By being a woman I am different to half of the population.
And by being woman, that difference means I am unconsciously fighting for opportunity and experience every day.
By being a woman I am working hard to have my voice heard in the midst of the testosterone mumbles and rumbles.
By being a woman I am facing a strong media force that populates, stereotyped images of what a ‘woman’ should look like everyday.
And I am battling against a mentality that men do things better – in the workplace, in the church, in life.
Jared Mauldin, a senior mechanical engineering student at Eastern Washington University wrote an open letter that outlined the reasons why his female colleagues would never be equal. By being a woman in STEM there were disadvantages for her, simply by being a woman.

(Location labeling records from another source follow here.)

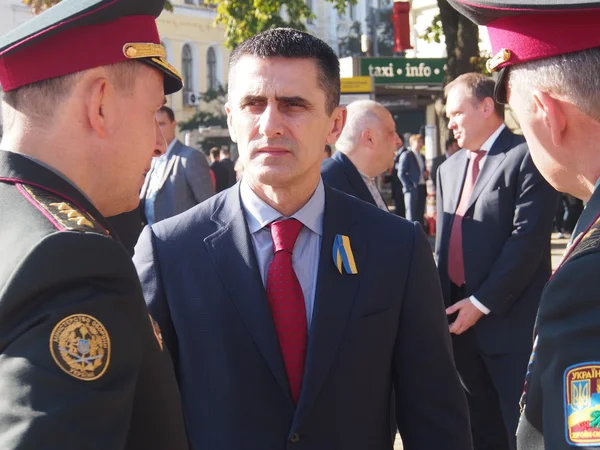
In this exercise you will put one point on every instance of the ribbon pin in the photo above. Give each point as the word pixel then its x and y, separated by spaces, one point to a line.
pixel 343 256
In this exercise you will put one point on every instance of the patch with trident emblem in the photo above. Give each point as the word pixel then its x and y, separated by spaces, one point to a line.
pixel 582 404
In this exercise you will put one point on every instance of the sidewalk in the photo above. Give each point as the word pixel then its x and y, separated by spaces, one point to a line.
pixel 557 248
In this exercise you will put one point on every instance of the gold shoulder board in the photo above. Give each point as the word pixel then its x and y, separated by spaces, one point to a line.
pixel 63 214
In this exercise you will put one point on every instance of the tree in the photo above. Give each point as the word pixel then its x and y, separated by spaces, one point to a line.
pixel 245 18
pixel 462 47
pixel 37 6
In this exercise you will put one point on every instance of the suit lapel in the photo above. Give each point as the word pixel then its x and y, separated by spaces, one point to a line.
pixel 588 215
pixel 233 254
pixel 334 299
pixel 493 160
pixel 170 163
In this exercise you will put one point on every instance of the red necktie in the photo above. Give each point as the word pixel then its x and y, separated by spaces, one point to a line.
pixel 456 264
pixel 287 302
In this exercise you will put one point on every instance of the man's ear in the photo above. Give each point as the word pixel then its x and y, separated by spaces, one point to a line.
pixel 99 106
pixel 340 115
pixel 551 111
pixel 230 123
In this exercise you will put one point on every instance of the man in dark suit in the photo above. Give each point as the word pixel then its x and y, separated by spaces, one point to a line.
pixel 365 149
pixel 258 266
pixel 393 178
pixel 178 180
pixel 547 70
pixel 229 165
pixel 493 248
pixel 82 364
pixel 219 170
pixel 411 171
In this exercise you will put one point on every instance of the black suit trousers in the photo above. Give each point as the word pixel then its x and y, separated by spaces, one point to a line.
pixel 492 385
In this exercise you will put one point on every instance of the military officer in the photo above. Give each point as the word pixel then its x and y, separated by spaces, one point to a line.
pixel 82 364
pixel 547 55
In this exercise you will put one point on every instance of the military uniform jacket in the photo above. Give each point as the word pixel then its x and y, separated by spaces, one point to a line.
pixel 81 364
pixel 562 391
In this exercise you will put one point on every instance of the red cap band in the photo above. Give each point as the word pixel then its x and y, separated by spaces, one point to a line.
pixel 74 50
pixel 544 34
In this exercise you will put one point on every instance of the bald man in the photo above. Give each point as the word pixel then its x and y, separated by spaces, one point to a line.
pixel 365 149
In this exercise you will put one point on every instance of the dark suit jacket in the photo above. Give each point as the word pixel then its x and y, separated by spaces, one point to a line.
pixel 201 280
pixel 506 239
pixel 58 267
pixel 230 166
pixel 340 173
pixel 568 336
pixel 409 171
pixel 185 182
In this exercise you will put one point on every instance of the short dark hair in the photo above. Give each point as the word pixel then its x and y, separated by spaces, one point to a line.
pixel 169 112
pixel 290 43
pixel 479 86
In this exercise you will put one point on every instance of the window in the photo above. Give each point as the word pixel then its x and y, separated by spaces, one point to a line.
pixel 211 68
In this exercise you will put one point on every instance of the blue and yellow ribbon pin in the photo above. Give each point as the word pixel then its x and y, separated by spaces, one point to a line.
pixel 342 254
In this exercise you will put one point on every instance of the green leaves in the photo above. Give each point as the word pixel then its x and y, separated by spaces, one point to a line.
pixel 245 18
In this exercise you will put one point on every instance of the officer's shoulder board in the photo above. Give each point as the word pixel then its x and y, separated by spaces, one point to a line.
pixel 62 213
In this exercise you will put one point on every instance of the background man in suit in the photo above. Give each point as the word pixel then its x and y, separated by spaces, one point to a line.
pixel 82 364
pixel 239 296
pixel 229 165
pixel 365 149
pixel 493 247
pixel 178 180
pixel 219 170
pixel 412 174
pixel 549 77
pixel 394 179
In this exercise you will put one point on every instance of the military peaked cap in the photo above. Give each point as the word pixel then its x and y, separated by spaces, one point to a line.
pixel 77 35
pixel 528 30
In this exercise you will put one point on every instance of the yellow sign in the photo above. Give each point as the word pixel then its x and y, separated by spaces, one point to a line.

His intentions appear to be genuine. He wants more men to see the issues and name them. You can read Mauldin’s letter here. In essence he doesn’t say anything new. He just happens to be a man, a young man saying it as it is. This gender thing is complicated. It is a circus and we are all a part of it. I take this young man’s letter to be a small but important part of a journey that we are all in, to make things better, fairer and more equal for everyone.
I used to love watching the television show, The Brady Bunch.
The roles of men and women, the notion of a second marriage, a blended family, housework, the “teen” years were all issues underlying the everyday dramas in the Brady family. As a young viewer I was probably more taken by the issues that dealt with puberty, self image and identity than issues of gender and feminism. I remember Marcia getting her braces!
But now I reflect on this American sitcom and see it as a reflection of just a small part of the culture of that time. You know I don’t remember any African American, Hispanic or Asian characters, do you?
But then there was The Cosby Show
that brought us the talents of Bill Cosby in a delightful family drama about an affluent African American family living in Brooklyn. It dealt with more specific issues of race, teenage pregnancy and dyslexia in the context of having an education and money.
I wonder whether Modern Family
is our equivalent of The Brady Bunch.
Perhaps it best portrays what society values about family life now. Whilst this sitcom about three interrelated families is comic, it also suggests that our definition of family has become elastic. What will it be like in 50 years?
I have spent a lot of my life grappling with the concept of difference. Race, gender and religion have all played a part in defining this notion for me personally. I remember being relieved moving to the city at 18 years old and starting University to find that my perceived handicap of difference was not so bad after all. There was a healthy and dynamic multi cultural mix amongst my peers, there were people speaking openly about their faith and belief systems and I was introduced to the world of feminism via literature and politics.
These issues have not gone away entirely. But one of the beautiful things about growing older (and hopefully wiser) is that you are better able to determine what really matters, what to care about, devout time and energy to and what to leave behind.
I care about issues of race, marginalisation, discrimination to the point where it hurts. I am a strong advocate for women in this world and their right to education, healthcare, housing and freedom. And I love the idea that we can discuss our ideas and beliefs about faith.
But what I want to be known for is that these issues are secondary to me being confident in God’s grace and that my identity is in Him. So there will be days where I will look like a poor paper plane amongst the jet planes. My focus and fight will seem counter cultural. But this difference is worth it. This difference is eternal.